Biedt zo’n requiem ook ruimte voor eigen interpretaties van de uitvoerenden, voor improvisatie à la jazz wellicht? “Improvisatie speelt een heel belangrijke rol bij mij, maar niet in de zin van bebopschema’s. Het zit veel meer in de instrumenten waarmee ik werk. Ook in Laatste Woorden is sprake van nieuwe instrumenten. Die bouw ik vaak zelf. Met de gedachte: hier is het stuk, hier is het instrument. Een stuk zet ik aan als componist en vervolgens komt de uitvoering. Dat betekent voor mij een uitnodiging als ‘wat kan ik hiermee?’ Improvisatie is dan een heel belangrijke factor. De diverse hoofdstukken van een partituur zetten aan tot onderzoek.”
De nieuwe instrumenten die Aart Strootman bouwde voor Laatste Woorden zijn 75 buisklokken die hij tot in extreme precisie heeft weten te stemmen, zoals hij zelf zegt. “Ik heb ook een zelfgebouwde gitaar, die klinkt als een elektrische barokgitaar met twaalf snaren.
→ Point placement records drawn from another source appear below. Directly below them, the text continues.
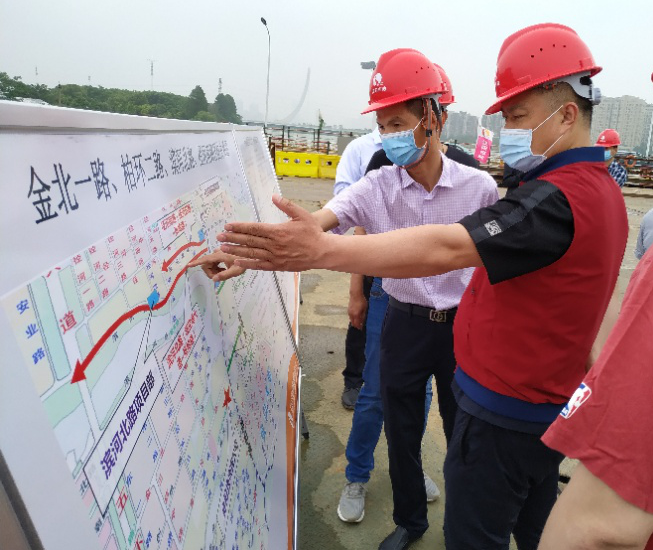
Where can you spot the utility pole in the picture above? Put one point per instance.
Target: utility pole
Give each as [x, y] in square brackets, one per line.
[152, 73]
[267, 88]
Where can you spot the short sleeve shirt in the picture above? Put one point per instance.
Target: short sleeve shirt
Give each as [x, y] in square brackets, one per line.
[530, 228]
[608, 423]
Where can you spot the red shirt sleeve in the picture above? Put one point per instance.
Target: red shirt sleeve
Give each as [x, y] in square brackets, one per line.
[608, 423]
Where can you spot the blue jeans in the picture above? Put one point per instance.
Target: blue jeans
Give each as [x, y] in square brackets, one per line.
[367, 421]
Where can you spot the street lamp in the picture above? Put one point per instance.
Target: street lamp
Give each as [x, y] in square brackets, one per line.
[650, 129]
[267, 89]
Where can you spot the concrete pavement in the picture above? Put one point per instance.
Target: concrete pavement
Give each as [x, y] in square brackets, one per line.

Ook bouwde ik houten rekjes waar een soort Post-elastiekjes in zijn gespannen. Die komen zoemend voorbij. De buisklokken zijn zacht van klank als ze met vibrafoonstokken worden bespeeld en komen dicht tegen de klanken van een carillon aan als ze met hamertjes worden bespeeld. De buisklokken heb ik in principe voor dit requiem gebouwd. Elke buis is een noot, dus eigenlijk is er sprake van een modulair instrument. Ik kan er zo 25 bij maken. Je kunt die klokken hangen, leggen en inbouwen.” En daarmee sluit de componist naadloos aan bij wat hij met het bouwen van instrumenten beoogt: die zijn geen doel, maar een middel en hoeven derhalve nooit ‘af’ te zijn.
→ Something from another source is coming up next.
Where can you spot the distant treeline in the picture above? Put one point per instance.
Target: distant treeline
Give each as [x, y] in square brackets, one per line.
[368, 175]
“Ik ben ooit begonnen op klassieke gitaar, maar de elektrische had ik altijd binnen handbereik. Voor mijn Master-studie ben ik een tijdje in de VS geweest. Daar vroegen ze me waarom ik niet vooral op elektrische gitaar speelde. Er wordt immers steeds meer geschreven voor dit instrument. Ik ben met componisten gaan samenwerken en dan rezen er vragen. Als het gaat om wat een gitaar kan zijn er veel mogelijkheden, maar ze zijn niet onbegrensd. Het kon niet anders dan dat ik eigen instrumenten ging bouwen, specifiek voor wat ik in die stukken nodig vond. Ik wil immers wel nieuwe noten schrijven, maar moet me conformeren aan een instrument dat al wel honderd jaar oud is. Een gitaar is niet bedoeld om daar dingen in te veranderen. Dan moet je eigen instrumenten gaan ontwerpen en dat levert dan nieuwe muziek op. Veel instrumenten zijn totaal plooibaar. Als je er iets anders mee wilt, kun je ze aanpassen.”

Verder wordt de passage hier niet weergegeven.